Jim Sandman is optimistic about the upcoming fiscal year. President Obama has signaled that funding for legal services is important and has recommended $430 million in LSC funding in his budget proposal.  $430 million is substantially more than what LSC has received in recent years.  It’s projected that the Senate budget this year will be as high as the President’s recommendation.  This should raise the ceiling on the House’s budget number. Since the final budget number is usually half way between the House’s proposal and the Senate’s proposal, this may result in a higher overall appropriation for LSC.

– Kathleen Joyce
Director of Government Relations
Boston Bar Association

DNA Evidence: Not Necessarily a Guarantee of Anything.

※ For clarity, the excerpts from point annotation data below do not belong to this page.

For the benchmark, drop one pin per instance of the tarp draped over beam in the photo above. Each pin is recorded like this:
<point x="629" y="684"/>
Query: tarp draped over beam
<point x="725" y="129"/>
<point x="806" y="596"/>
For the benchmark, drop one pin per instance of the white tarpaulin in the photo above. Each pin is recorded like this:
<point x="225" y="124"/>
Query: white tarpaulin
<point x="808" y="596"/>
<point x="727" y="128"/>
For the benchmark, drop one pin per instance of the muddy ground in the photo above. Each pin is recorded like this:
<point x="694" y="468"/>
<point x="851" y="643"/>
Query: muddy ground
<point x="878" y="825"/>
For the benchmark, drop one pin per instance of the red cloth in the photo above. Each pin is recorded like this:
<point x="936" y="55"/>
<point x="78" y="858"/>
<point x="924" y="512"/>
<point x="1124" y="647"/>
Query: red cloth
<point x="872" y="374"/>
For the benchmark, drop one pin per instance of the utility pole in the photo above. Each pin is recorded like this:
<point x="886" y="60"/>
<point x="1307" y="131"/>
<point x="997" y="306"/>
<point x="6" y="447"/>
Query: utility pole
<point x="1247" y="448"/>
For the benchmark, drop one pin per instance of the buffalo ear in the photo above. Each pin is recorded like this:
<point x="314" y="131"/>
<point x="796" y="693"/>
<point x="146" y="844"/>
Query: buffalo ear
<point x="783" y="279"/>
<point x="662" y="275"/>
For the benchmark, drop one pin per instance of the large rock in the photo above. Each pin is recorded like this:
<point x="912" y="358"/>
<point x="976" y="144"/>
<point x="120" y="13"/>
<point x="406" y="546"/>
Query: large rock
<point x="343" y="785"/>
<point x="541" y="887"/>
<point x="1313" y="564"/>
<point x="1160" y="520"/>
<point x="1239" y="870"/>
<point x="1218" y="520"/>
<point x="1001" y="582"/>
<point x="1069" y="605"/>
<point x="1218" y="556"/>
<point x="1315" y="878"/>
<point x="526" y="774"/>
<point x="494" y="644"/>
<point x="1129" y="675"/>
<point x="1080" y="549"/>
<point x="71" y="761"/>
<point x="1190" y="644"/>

On Monday, a divided United States Supreme Court approved Maryland’s DNA law, signifying a major change for DNA collection.  The Supreme Court’s decision in Maryland v. King expands DNA collection to include people arrested —prior to their proverbial day in court.  More than half of the states allow DNA samples to be routinely taken from people under arrest.  Right now Massachusetts is not among those states. Every state including Massachusetts, however, does collect DNA from people after they are convicted of crimes for purposes of identifying repeat criminal offenders.

There have been legislative proposals filed for several years here in Massachusetts that would mirror Maryland’s DNA collection law.  There have even been attempts to accomplish the same thing by attaching amendments to the state budget.   Opponents, including civil libertarians and defense attorneys, argue that this would be unconstitutional and an invasion of privacy.

Supporters of these bills have described them as simple and balanced – protecting the innocent while enhancing public safety.  A cheek swab test would be taken at the time of arrest and investigators could use that information for links to other crimes.  Supporters of these bills maintain that there is no risk associated with any of this for an innocent person.  They claim that DNA information would not be entered into any state database until after a felony conviction and would expunge the DNA evidence from any person ultimately found not guilty.

Not so fast! Despite what some say, there is a whole lot of risk associated with DNA and its collection.  Here in Massachusetts we’ve enjoyed some recent victories in the area of DNA.  In 2012, Governor Patrick signed the DNA Access Bill, which gives individuals convicted of crimes a chance to use DNA evidence to prove their innocence and overturn their convictions if they meet certain criteria.  We’re proud of our work in this area.  The reality is that sometimes our justice system gets it completely wrong.  Anything that actually ensures public safety and brings a sense of confidence to our justice system is good.

There is just no way that DNA evidence can be described as an incontrovertible link to innocence or guilt.  There is a common perception that DNA is faultless and flawless as far as forensic evidence goes.  It can help convict the guilty while freeing the innocent, but there are limits to the power of DNA.   DNA can be misused, human error can come into play and we are still learning these lessons from the Annie Dookhan catastrophe. Expansion of DNA databases may well be logical and appropriate to identify individuals who commit certain types of violent crimes. Moving beyond those purposes is where the rights and privacy of individuals must be weighed against the benefits of this type of expansion.